Beaucoup de ces soldats venaient de la classe ouvrière et leur passage sous les drapeaux a engendré de gros problèmes pour leurs familles. En effet, à l’époque, il n’existait pas de compensation de salaire pour les travailleurs mobilisés – ce système n’a été introduit que durant la Seconde Guerre mondiale. Il n’y avait pas non plus d’aide sociale.
Mécontentement autour des «profiteurs de guerre»
Dans de nombreuses familles, la perte de salaire était donc considérable, diminuant le revenu de moitié dans certains cas. Mais dans le même temps, certaines familles de la bourgeoisie profitaient de la situation. De nombreux entrepreneurs suisses ont pu livrer des munitions et du matériel aux parties belligérantes, engrangeant de juteux bénéfices. Il en a résulté des dividendes scandaleusement élevés pour certains actionnaires.

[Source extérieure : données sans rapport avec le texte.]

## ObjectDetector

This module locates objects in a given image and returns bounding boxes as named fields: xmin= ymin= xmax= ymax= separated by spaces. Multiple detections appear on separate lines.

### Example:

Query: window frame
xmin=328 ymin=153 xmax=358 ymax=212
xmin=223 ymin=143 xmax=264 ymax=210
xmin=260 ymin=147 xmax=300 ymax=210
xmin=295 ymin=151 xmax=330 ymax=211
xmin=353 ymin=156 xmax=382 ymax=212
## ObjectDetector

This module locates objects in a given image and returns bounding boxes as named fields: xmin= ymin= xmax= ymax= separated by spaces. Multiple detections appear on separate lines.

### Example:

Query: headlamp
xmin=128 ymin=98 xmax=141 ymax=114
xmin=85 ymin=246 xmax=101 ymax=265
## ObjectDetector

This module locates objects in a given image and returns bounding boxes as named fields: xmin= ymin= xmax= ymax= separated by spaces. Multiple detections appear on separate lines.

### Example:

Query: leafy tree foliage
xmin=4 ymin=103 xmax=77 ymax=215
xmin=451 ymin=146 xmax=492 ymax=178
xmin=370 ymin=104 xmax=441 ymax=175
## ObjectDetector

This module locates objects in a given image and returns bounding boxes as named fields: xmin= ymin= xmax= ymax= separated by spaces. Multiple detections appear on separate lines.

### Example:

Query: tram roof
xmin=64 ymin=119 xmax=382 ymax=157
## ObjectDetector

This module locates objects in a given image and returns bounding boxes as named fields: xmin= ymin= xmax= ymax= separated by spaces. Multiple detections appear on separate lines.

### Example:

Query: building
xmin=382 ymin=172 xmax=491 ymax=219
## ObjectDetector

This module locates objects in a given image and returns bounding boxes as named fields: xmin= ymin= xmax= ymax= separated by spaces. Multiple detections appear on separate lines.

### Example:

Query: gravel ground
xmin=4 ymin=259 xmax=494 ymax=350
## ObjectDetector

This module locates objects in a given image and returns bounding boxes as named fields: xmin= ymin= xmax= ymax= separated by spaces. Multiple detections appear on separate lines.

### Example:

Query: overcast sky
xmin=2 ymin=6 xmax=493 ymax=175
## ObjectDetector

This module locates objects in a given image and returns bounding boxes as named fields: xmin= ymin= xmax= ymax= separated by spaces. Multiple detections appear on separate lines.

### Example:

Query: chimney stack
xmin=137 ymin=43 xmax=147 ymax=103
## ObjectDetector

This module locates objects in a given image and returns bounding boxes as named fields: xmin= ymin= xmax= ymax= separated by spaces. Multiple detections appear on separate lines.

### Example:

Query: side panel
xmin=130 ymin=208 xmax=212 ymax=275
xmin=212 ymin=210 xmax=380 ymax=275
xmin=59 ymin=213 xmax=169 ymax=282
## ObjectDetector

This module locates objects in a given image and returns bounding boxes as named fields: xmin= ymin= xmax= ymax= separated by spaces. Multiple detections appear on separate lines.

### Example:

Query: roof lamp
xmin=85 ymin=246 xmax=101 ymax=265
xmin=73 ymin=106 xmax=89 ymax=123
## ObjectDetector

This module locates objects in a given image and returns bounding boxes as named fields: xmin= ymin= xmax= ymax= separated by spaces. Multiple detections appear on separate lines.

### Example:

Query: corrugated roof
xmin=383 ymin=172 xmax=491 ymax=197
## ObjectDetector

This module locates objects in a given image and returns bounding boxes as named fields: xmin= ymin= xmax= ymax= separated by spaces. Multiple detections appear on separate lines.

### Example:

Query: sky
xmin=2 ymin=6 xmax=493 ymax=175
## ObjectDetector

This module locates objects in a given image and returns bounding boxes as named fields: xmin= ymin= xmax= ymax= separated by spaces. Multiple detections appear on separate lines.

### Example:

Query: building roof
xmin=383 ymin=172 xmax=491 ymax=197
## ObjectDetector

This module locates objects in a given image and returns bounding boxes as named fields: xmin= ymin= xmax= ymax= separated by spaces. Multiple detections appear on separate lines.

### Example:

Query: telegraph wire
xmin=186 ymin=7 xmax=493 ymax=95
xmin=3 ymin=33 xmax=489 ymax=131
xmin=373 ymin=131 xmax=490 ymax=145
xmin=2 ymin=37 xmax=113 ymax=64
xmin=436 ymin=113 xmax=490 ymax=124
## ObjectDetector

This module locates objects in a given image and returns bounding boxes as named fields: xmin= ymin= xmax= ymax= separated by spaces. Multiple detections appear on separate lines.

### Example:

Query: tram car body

Le fossé entre riches et pauvres s’est élargi rapidement et radicalement. «Il faut voir que le fossé entre ceux qui avaient beaucoup et ceux qui n’avaient rien ou peu s’est creusé – entre la classe ouvrière et ceux qu’on appelait les profiteurs de guerre, les entrepreneurs», déclare Brigitte Studer, professeur d’histoire suisse à l’Université de Berne.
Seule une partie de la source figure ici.